A classification model on publicly available Census Bureau data, deployed using FastAPI & Render, with CI/CD incorporated using GitHub Actions.
The main files of this repository follow the following structure.
.
├── .dvc/ # DVC Configs
├── .github/workflows/ # CI/CD (with Github Actions) Codes
├── data/ # Metadata for Input Data (DVC Enabled)
├── model/ # Metadata for Model-Related Files (DVC Enabled)
├── notebooks/ # Jupyter Notebooks
│ ├── EDA.ipynb
│ ├── Model Building.ipynb
│ ├── Model Bias & Fairness.ipynb
├── screenshots/ # Screenshots for Documentation
├── src/ # ML Pipeline Codes
│ ├── __init__.py
│ ├── data_cleaning.py
│ ├── model_runner.py
│ ├── utils.py
├── tests/
│ ├── __init__.py # Unit Tests for FastAPI App & ML Pipeline
│ ├── test_app.py
│ ├── test_ml_pipeline.py
├── main.py # API Codes
├── render_api_request.py # live API POST method
├── sanitycheck.py # API Checking
├── setup.py
├── requirements.txt
├── slice_output.txt
├── xgboost_model_card.md
└── README.md
To install the requirements, run the following command:
pip install -r requirements.txt
To run the app locally, run the following command:
uvicorn main:app --reload
To run the unit tests, run the following command:
pytest tests/ -vv
To run individual scripts inside src/
, run the following command:
python src/{SCRIPT_NAME}.py
CI (Continuous Integration) and CD (Continuous Deployment) is integrated to this repository through the use of GitHub Actions.
After each commit to the main
branch, GitHub Actions will initiate the build job, check for syntax errors using Flake8, and run a series of tests (refer to scripts in tests/
) using Pytest.

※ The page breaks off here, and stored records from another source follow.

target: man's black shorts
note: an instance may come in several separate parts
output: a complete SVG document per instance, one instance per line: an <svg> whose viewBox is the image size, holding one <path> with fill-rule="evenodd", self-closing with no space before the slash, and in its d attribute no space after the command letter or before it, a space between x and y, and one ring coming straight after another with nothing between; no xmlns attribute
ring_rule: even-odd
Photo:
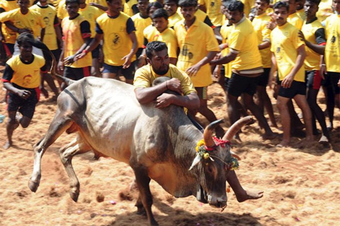
<svg viewBox="0 0 340 226"><path fill-rule="evenodd" d="M254 95L256 92L258 77L248 77L233 72L228 82L228 94L237 97L242 93Z"/></svg>
<svg viewBox="0 0 340 226"><path fill-rule="evenodd" d="M306 83L305 82L293 81L289 88L283 88L281 86L282 81L279 82L280 89L279 89L278 96L290 99L294 97L297 94L306 96Z"/></svg>
<svg viewBox="0 0 340 226"><path fill-rule="evenodd" d="M339 94L340 93L340 87L338 86L338 82L340 79L340 73L339 72L331 72L328 71L327 72L329 77L329 81L330 81L330 84L332 86L332 89L333 92L335 94Z"/></svg>
<svg viewBox="0 0 340 226"><path fill-rule="evenodd" d="M263 68L264 71L258 77L257 85L259 86L267 86L268 84L268 79L269 79L269 73L271 72L271 68Z"/></svg>
<svg viewBox="0 0 340 226"><path fill-rule="evenodd" d="M135 64L136 61L131 62L130 66L127 68L123 69L123 66L112 66L104 63L104 69L102 71L104 73L112 73L117 76L120 75L123 76L125 79L133 80L135 77Z"/></svg>
<svg viewBox="0 0 340 226"><path fill-rule="evenodd" d="M73 80L79 80L91 75L91 66L84 67L71 67L65 66L64 76Z"/></svg>
<svg viewBox="0 0 340 226"><path fill-rule="evenodd" d="M23 116L32 118L35 110L35 105L38 101L38 94L37 94L37 91L35 89L27 89L15 84L13 84L13 86L19 89L28 90L31 92L31 96L27 99L25 99L17 94L9 93L7 102L8 104L7 111L9 112L18 111Z"/></svg>

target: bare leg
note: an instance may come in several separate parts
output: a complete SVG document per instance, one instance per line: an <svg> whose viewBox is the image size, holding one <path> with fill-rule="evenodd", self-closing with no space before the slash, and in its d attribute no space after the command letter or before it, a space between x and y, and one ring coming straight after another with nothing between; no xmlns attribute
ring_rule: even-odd
<svg viewBox="0 0 340 226"><path fill-rule="evenodd" d="M227 181L230 185L235 193L236 198L238 202L242 202L248 199L257 199L263 196L263 192L249 192L243 189L238 181L235 170L229 171Z"/></svg>
<svg viewBox="0 0 340 226"><path fill-rule="evenodd" d="M280 145L285 146L289 145L290 140L290 117L287 104L290 99L277 97L277 108L281 115L281 124L283 128L283 139Z"/></svg>

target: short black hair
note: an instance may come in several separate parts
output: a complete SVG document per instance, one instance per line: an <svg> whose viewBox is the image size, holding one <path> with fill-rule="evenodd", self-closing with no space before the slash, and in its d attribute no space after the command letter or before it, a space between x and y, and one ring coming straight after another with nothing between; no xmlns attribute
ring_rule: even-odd
<svg viewBox="0 0 340 226"><path fill-rule="evenodd" d="M66 0L65 5L68 5L68 4L72 4L72 3L76 3L78 5L80 5L79 0Z"/></svg>
<svg viewBox="0 0 340 226"><path fill-rule="evenodd" d="M174 2L175 4L178 6L178 0L165 0L164 1L164 4L167 4L167 3Z"/></svg>
<svg viewBox="0 0 340 226"><path fill-rule="evenodd" d="M320 3L320 2L321 1L321 0L306 0L306 1L308 1L309 3L311 3L312 4L315 4L317 5L317 6L319 6L319 4Z"/></svg>
<svg viewBox="0 0 340 226"><path fill-rule="evenodd" d="M152 15L151 15L151 19L155 18L164 17L165 19L168 19L169 17L169 15L168 12L164 9L157 9L154 11Z"/></svg>
<svg viewBox="0 0 340 226"><path fill-rule="evenodd" d="M146 8L146 13L149 14L150 12L150 9L152 7L154 7L157 9L162 9L163 5L159 1L154 1L153 2L150 2L148 5L148 8Z"/></svg>
<svg viewBox="0 0 340 226"><path fill-rule="evenodd" d="M178 4L181 7L196 7L198 5L197 0L180 0Z"/></svg>
<svg viewBox="0 0 340 226"><path fill-rule="evenodd" d="M272 7L273 9L279 9L281 7L285 7L287 9L287 12L289 11L289 4L285 1L279 1L274 4Z"/></svg>
<svg viewBox="0 0 340 226"><path fill-rule="evenodd" d="M228 10L229 11L238 11L243 13L244 10L244 4L241 1L233 0L229 2L228 5Z"/></svg>
<svg viewBox="0 0 340 226"><path fill-rule="evenodd" d="M160 42L159 41L153 41L149 42L146 45L145 49L146 56L149 59L151 59L153 56L154 52L159 52L166 49L168 49L168 47L167 47L167 44L165 42Z"/></svg>

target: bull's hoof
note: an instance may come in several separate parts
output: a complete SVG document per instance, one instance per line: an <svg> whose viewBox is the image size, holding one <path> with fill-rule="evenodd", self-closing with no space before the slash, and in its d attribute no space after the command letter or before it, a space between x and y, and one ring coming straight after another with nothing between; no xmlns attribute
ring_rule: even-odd
<svg viewBox="0 0 340 226"><path fill-rule="evenodd" d="M79 196L79 193L76 192L70 192L69 196L71 197L71 198L72 200L73 200L75 202L77 202L77 201L78 201L78 197Z"/></svg>
<svg viewBox="0 0 340 226"><path fill-rule="evenodd" d="M33 192L36 192L36 190L39 187L39 182L35 182L30 180L28 181L28 187L30 188L31 191Z"/></svg>

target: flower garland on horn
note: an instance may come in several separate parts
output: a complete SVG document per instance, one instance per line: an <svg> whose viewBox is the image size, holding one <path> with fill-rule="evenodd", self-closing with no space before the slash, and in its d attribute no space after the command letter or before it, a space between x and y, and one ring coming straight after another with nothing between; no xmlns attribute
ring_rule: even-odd
<svg viewBox="0 0 340 226"><path fill-rule="evenodd" d="M238 169L239 166L239 165L238 164L238 161L237 159L236 158L232 156L230 161L228 161L228 162L225 162L222 160L220 159L217 156L211 155L209 153L209 152L213 151L218 146L221 146L222 147L225 147L226 145L230 145L230 142L229 141L221 140L218 139L216 137L213 137L213 139L215 143L215 146L212 147L207 147L205 146L205 143L204 142L204 140L202 139L198 142L197 145L195 148L196 152L197 152L201 156L201 157L204 159L210 159L212 161L214 161L214 159L211 158L212 157L220 159L225 164L225 169L227 170L235 170Z"/></svg>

These processes will serve as the Continuous Integration (CI) step before deployment.
Once the build process is completed (and all tests have been passed), the deployment job will start. This will ensure Continuous Deployment (CD) to the Render cloud app.
For more information on GitHub Actions, refer to the GitHub Actions documentation.

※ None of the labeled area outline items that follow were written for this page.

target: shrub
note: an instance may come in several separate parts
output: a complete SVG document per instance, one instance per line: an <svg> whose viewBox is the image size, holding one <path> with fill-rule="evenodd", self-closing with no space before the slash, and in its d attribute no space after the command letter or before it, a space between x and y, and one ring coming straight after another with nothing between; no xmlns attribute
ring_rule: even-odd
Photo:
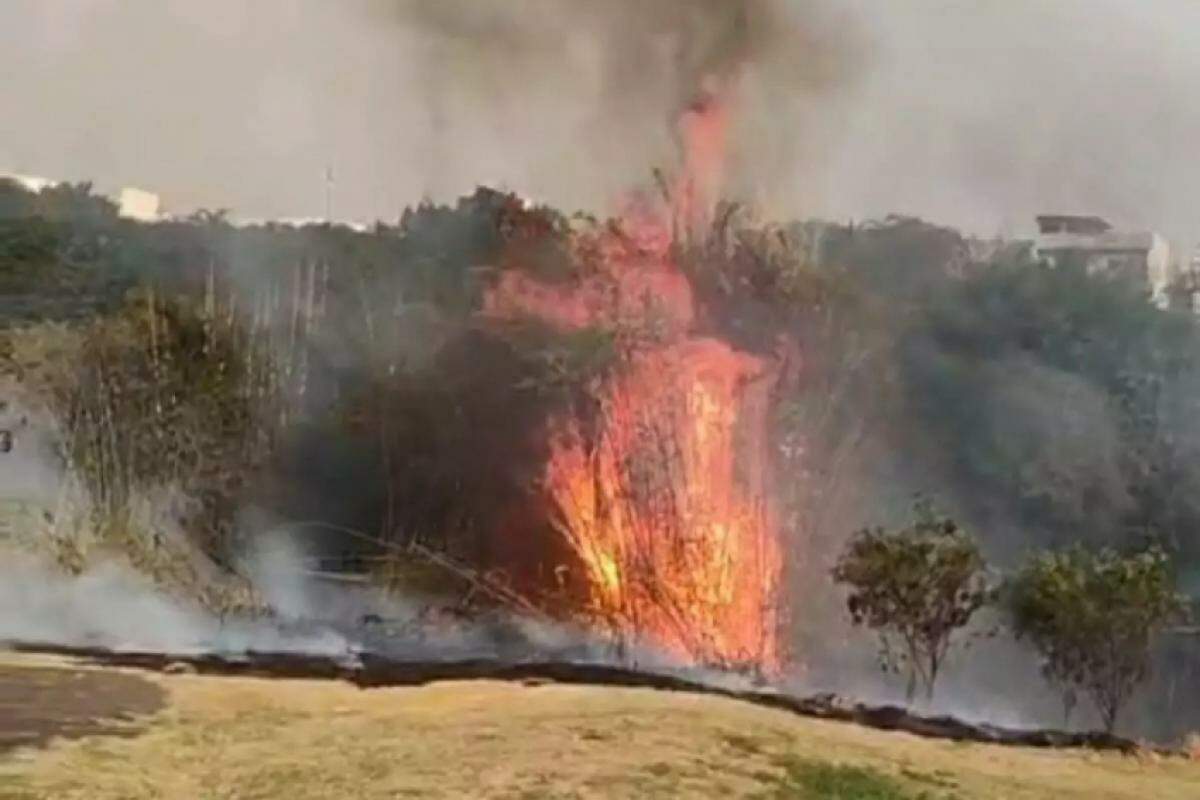
<svg viewBox="0 0 1200 800"><path fill-rule="evenodd" d="M834 581L850 587L854 625L878 633L884 669L907 675L910 702L918 681L932 699L955 632L994 595L974 540L925 499L913 510L906 528L854 534L833 570Z"/></svg>
<svg viewBox="0 0 1200 800"><path fill-rule="evenodd" d="M1110 733L1150 673L1154 636L1186 609L1157 547L1132 555L1081 546L1036 553L1010 581L1008 606L1014 633L1037 650L1067 714L1082 692Z"/></svg>

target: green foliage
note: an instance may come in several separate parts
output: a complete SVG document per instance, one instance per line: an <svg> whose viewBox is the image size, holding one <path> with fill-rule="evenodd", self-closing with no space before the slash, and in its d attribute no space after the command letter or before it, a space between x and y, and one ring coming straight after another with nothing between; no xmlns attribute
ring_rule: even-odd
<svg viewBox="0 0 1200 800"><path fill-rule="evenodd" d="M170 488L199 499L205 543L220 542L277 420L262 343L151 290L80 326L5 332L0 374L55 420L62 461L103 530L122 531L137 498Z"/></svg>
<svg viewBox="0 0 1200 800"><path fill-rule="evenodd" d="M1008 604L1013 631L1037 650L1068 711L1082 692L1109 732L1150 672L1154 636L1186 609L1157 547L1132 555L1082 546L1037 553L1012 579Z"/></svg>
<svg viewBox="0 0 1200 800"><path fill-rule="evenodd" d="M908 527L854 534L833 577L853 624L878 633L884 667L907 673L910 702L918 680L932 698L955 633L994 595L974 540L920 498Z"/></svg>

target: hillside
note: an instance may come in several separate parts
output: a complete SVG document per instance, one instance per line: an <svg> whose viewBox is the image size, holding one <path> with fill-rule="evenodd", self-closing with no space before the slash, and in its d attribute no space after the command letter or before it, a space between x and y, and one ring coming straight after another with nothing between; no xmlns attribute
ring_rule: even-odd
<svg viewBox="0 0 1200 800"><path fill-rule="evenodd" d="M78 705L85 684L107 708ZM1195 762L952 744L652 690L456 681L362 691L4 656L0 704L22 687L36 700L0 726L0 798L14 800L1200 793ZM38 720L58 720L71 738L12 747L14 724Z"/></svg>

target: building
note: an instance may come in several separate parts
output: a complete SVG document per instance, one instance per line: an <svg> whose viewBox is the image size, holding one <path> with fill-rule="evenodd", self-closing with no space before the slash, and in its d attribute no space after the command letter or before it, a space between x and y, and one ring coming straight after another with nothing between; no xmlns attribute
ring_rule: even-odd
<svg viewBox="0 0 1200 800"><path fill-rule="evenodd" d="M1157 305L1168 305L1174 277L1171 248L1159 234L1114 230L1105 219L1088 216L1043 215L1037 222L1038 258L1055 265L1074 259L1088 273L1132 278Z"/></svg>
<svg viewBox="0 0 1200 800"><path fill-rule="evenodd" d="M155 222L161 218L158 196L144 190L126 186L118 198L119 213L139 222Z"/></svg>
<svg viewBox="0 0 1200 800"><path fill-rule="evenodd" d="M38 178L37 175L18 175L17 173L0 173L0 179L12 181L26 192L34 192L35 194L48 186L58 185L58 181L52 181L48 178Z"/></svg>

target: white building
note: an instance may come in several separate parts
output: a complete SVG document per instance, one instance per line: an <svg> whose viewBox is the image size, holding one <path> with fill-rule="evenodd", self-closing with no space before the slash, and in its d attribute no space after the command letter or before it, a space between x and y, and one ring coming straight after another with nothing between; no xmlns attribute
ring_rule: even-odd
<svg viewBox="0 0 1200 800"><path fill-rule="evenodd" d="M130 219L155 222L162 217L158 196L154 192L126 186L118 198L119 213Z"/></svg>
<svg viewBox="0 0 1200 800"><path fill-rule="evenodd" d="M0 179L10 180L13 184L18 184L26 192L41 192L48 186L58 186L59 181L52 181L48 178L38 178L37 175L18 175L17 173L0 173Z"/></svg>
<svg viewBox="0 0 1200 800"><path fill-rule="evenodd" d="M1171 248L1153 231L1114 230L1100 217L1043 215L1034 253L1051 264L1080 259L1088 273L1124 276L1140 282L1159 306L1166 306L1174 278Z"/></svg>

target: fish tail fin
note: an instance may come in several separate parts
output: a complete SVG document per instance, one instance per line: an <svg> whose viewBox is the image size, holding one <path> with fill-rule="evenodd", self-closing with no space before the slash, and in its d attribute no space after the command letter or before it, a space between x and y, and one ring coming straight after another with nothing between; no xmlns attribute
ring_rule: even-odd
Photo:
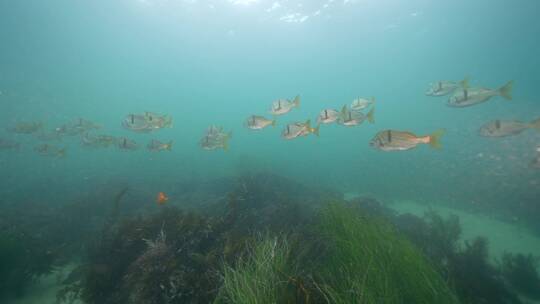
<svg viewBox="0 0 540 304"><path fill-rule="evenodd" d="M341 116L345 117L346 114L347 114L347 105L344 105L341 108Z"/></svg>
<svg viewBox="0 0 540 304"><path fill-rule="evenodd" d="M225 151L225 152L229 151L229 139L230 139L230 137L226 137L223 140L223 151Z"/></svg>
<svg viewBox="0 0 540 304"><path fill-rule="evenodd" d="M514 81L510 80L499 89L499 94L501 94L501 96L504 97L506 100L512 100L513 85L514 85Z"/></svg>
<svg viewBox="0 0 540 304"><path fill-rule="evenodd" d="M319 129L321 128L320 124L317 124L315 128L311 129L311 133L315 134L317 137L319 137Z"/></svg>
<svg viewBox="0 0 540 304"><path fill-rule="evenodd" d="M437 130L437 131L433 132L433 134L431 134L429 136L429 145L432 148L440 149L442 147L442 145L441 145L441 137L444 135L445 132L446 131L444 129L440 129L440 130Z"/></svg>
<svg viewBox="0 0 540 304"><path fill-rule="evenodd" d="M375 108L371 108L371 110L367 114L367 118L369 123L375 123Z"/></svg>
<svg viewBox="0 0 540 304"><path fill-rule="evenodd" d="M531 121L531 128L536 129L536 131L540 131L540 118Z"/></svg>
<svg viewBox="0 0 540 304"><path fill-rule="evenodd" d="M469 88L469 76L465 76L462 81L459 82L459 85L461 85L462 88L468 89Z"/></svg>
<svg viewBox="0 0 540 304"><path fill-rule="evenodd" d="M67 148L62 148L58 150L58 157L64 158L66 157Z"/></svg>
<svg viewBox="0 0 540 304"><path fill-rule="evenodd" d="M296 97L293 99L293 104L296 108L300 107L300 95L296 95Z"/></svg>

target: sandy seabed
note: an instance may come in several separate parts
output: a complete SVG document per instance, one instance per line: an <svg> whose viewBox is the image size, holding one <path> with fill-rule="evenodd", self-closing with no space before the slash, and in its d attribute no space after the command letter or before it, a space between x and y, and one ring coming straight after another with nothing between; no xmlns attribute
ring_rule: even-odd
<svg viewBox="0 0 540 304"><path fill-rule="evenodd" d="M443 217L451 214L457 215L463 230L462 241L472 240L478 236L487 237L489 240L490 257L493 262L500 260L505 252L531 253L535 256L540 256L540 238L517 225L446 206L426 205L415 201L394 201L387 206L400 214L411 213L422 216L426 211L432 210ZM41 278L29 287L25 297L12 300L5 304L58 304L56 302L56 292L60 289L59 282L66 278L74 267L74 264L67 265L58 269L53 274Z"/></svg>

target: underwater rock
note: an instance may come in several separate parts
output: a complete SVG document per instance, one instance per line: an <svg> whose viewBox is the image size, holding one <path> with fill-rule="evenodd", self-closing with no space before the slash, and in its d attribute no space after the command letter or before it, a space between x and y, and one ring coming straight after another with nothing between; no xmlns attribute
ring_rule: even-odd
<svg viewBox="0 0 540 304"><path fill-rule="evenodd" d="M501 272L504 278L520 293L540 299L539 259L533 255L506 253L502 258Z"/></svg>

An XGBoost model was trained on the Census Bureau Dataset, obtained from the UCL ML Repository, to predict whether a person's annual income is over or under $50K. More details on the model (as well as the EDA, training, and model fairness assessment process) can be found in the model card.
The data and model-related (label encoder, scaler, and model pkl) files are version-controlled using DVC. The metadata for these files can be found inside data/
and model/
.
For more information on DVC, refer to the DVC documentation.
The API is built using FastAPI, using the codes found in main.py
. A snippet of the automatically-generated documentation by FastAPI can be found below.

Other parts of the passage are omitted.